The company had been working on its Ferma.AI product for five years, but saw the opportunity to merge its platform with the large language model ChatGPT, paying a fee to developers OpenAI to access its software.

Sriram Subramanian Sriram Subramanian

Sriram Subramanian, ZoomRx’s co-founder and co-CEO said early 2023 felt like a “transformative moment” in AI’s role in the world, and in life sciences. “People are going to be much more empowered by having the information in an accessible way through large language models in general,” he said. “It doesn't have to be ChatGPT, there's a tremendous amount of simultaneous progress going on right now.”

Subramanian said that competitive intelligence teams have a clear internal mandate to make senior leadership as well informed as quickly as possible, but currently must sift huge amounts of data manually.

“Let’s say you are Novartis, you’ll want to know what abstracts Pfizer has at a congress. Right now, that workflow is very bad, once these abstracts get released it takes companies three to four days to just navigate and understand what's going on.”

He said generative AI can transform this process, and envisaged the technology becoming like a “co-pilot” to help professionals do their job, freeing them up to focus on more strategic work.

Getting Generative AI Right For Pharma

Vivek Mathivanan, associate director at Ferma.AI, said it had spent a lot of time fine-tuning the algorithm to give appropriate and, above all, accurate answers. A key component of this approach is its knowledge graph which brings together pharma-specific data sources and allows clients to train the AI to understand terminology and key conceptual relationships.

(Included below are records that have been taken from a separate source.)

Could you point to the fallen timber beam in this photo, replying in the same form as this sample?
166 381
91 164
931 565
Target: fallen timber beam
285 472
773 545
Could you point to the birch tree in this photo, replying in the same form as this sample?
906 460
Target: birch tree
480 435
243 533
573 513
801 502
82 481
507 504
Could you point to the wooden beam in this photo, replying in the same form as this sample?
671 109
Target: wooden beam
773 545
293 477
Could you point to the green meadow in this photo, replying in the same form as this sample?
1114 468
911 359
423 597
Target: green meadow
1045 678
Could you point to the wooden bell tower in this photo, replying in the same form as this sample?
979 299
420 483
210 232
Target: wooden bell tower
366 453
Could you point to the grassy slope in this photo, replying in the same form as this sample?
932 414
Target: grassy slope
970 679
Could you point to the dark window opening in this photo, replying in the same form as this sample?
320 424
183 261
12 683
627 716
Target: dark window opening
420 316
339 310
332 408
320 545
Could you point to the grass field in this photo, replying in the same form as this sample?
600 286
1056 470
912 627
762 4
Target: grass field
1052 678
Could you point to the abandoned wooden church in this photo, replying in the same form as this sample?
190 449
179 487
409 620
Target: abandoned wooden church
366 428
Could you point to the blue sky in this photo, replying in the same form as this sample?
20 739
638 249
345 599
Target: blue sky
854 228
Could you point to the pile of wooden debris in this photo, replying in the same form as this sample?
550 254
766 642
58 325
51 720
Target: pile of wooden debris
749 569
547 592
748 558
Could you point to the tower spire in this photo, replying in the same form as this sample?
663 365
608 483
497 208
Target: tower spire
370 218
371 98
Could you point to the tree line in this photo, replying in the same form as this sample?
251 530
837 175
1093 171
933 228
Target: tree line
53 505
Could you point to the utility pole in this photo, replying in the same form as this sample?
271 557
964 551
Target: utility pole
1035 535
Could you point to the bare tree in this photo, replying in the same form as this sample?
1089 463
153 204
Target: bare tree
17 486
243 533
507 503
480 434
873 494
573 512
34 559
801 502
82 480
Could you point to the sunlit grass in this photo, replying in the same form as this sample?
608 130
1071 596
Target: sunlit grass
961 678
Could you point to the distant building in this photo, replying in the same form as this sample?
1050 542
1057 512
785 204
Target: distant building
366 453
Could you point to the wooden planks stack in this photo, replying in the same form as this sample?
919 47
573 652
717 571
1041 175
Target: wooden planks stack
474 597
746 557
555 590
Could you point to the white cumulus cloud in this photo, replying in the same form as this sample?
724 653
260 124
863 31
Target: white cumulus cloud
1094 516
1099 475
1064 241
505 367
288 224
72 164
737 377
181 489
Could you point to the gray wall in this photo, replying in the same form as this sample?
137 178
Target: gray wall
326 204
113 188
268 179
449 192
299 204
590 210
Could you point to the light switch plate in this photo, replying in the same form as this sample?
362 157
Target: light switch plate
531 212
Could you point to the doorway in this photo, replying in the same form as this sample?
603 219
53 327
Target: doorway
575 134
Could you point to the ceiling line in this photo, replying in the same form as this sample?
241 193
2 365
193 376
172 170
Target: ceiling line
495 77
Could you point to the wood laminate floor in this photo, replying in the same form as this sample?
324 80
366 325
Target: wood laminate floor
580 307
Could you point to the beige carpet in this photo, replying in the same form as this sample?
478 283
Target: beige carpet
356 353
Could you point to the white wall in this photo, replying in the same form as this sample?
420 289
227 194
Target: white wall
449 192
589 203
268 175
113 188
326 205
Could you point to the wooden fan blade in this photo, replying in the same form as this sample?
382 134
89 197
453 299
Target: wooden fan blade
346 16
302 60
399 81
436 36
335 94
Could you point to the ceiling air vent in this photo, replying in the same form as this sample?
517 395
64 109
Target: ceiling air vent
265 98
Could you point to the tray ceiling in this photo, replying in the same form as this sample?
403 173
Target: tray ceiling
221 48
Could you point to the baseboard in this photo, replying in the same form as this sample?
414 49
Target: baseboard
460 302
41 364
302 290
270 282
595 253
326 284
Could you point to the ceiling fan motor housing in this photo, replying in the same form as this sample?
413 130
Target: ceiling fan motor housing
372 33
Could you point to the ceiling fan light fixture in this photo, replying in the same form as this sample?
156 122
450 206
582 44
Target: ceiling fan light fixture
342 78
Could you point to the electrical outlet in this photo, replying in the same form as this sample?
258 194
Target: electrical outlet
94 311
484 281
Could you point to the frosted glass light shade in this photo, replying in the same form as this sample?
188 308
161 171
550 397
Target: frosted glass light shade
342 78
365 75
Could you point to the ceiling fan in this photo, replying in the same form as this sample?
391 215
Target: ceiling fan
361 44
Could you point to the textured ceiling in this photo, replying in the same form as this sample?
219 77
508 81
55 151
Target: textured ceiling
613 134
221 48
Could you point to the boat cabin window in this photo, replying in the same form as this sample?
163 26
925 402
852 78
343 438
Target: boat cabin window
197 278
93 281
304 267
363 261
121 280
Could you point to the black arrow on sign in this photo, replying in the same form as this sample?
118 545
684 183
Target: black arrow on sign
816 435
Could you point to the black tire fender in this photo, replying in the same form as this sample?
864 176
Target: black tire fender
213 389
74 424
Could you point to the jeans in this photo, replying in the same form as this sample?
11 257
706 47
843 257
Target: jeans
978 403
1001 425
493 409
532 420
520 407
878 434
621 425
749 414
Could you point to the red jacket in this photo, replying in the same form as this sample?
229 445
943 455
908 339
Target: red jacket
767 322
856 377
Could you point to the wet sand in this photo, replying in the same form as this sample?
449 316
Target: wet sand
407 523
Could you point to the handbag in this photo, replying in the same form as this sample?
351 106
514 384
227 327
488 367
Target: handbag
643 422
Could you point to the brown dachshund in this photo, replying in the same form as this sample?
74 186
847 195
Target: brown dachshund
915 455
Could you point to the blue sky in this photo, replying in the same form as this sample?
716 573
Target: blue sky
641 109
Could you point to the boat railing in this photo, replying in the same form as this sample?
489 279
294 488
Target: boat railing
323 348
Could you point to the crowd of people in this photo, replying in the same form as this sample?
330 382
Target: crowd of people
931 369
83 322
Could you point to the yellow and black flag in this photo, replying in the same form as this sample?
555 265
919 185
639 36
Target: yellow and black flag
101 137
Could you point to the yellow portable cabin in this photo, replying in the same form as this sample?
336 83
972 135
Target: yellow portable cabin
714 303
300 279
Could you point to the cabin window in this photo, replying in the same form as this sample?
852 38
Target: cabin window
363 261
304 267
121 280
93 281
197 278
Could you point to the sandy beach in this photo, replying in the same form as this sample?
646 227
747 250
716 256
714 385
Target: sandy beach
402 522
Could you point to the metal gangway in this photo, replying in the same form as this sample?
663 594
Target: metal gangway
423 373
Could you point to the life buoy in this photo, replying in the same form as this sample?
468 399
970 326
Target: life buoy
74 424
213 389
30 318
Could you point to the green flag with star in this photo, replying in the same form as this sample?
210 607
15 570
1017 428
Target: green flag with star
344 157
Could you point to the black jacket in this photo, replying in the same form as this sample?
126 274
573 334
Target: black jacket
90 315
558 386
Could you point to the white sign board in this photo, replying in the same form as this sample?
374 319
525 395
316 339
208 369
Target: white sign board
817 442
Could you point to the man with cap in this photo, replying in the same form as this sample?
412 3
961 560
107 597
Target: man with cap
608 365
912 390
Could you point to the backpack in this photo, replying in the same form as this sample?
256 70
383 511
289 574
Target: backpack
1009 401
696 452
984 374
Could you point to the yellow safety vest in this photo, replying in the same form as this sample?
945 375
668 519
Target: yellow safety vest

Another is the citation engine, which ensures that Ferma.AI’s answers all come with a citation of sources, so that they can be double-checked as necessary.

Finally, as accuracy is paramount, ZoomRx has tweaked the ChatGPT-4 to make it less “creative” and more conservative – which includes admitting when it does not have an answer. “In other domains, generative AI can write poetry in the style of a Shakespearian sonnet, and that means it is deeply creative, but not necessarily optimized for accuracy,” said Subramanian.

For that reason, Ferma.AI is programmed to lean towards a “don’t know” to guarantee a high level of accuracy. Subramanian said pharma’s cultural barriers to adopting new technology were likely to be greater than the technical challenges facing developers.

A Work In Progess

The limitations of the AACR version of the software were apparent when Scrip asked a few moderately difficult but key questions – “Show me studies with overall survival benefits” and “What are the late-breaking abstracts?” – but returned no answers.

Mathivanan said the program was a work in progress, with the first open access version aimed at answering only a small number of questions well, but with plans for iterative improvements.

The company plans to create FermaGPT public access applications for many more medical conferences this year, including the American Society of Clinical Oncology, the European Society of Medical Oncology and the American Society of Hematology congresses.

It is also working on an upgraded version of the service which will include information from multiple data sources, such as PubMed, news press releases, earnings calls and some conference data. Ferma.AI will then produce an output, including citation links which will be a comprehensive summary of a given congress, an upgrade it aims to roll out by April.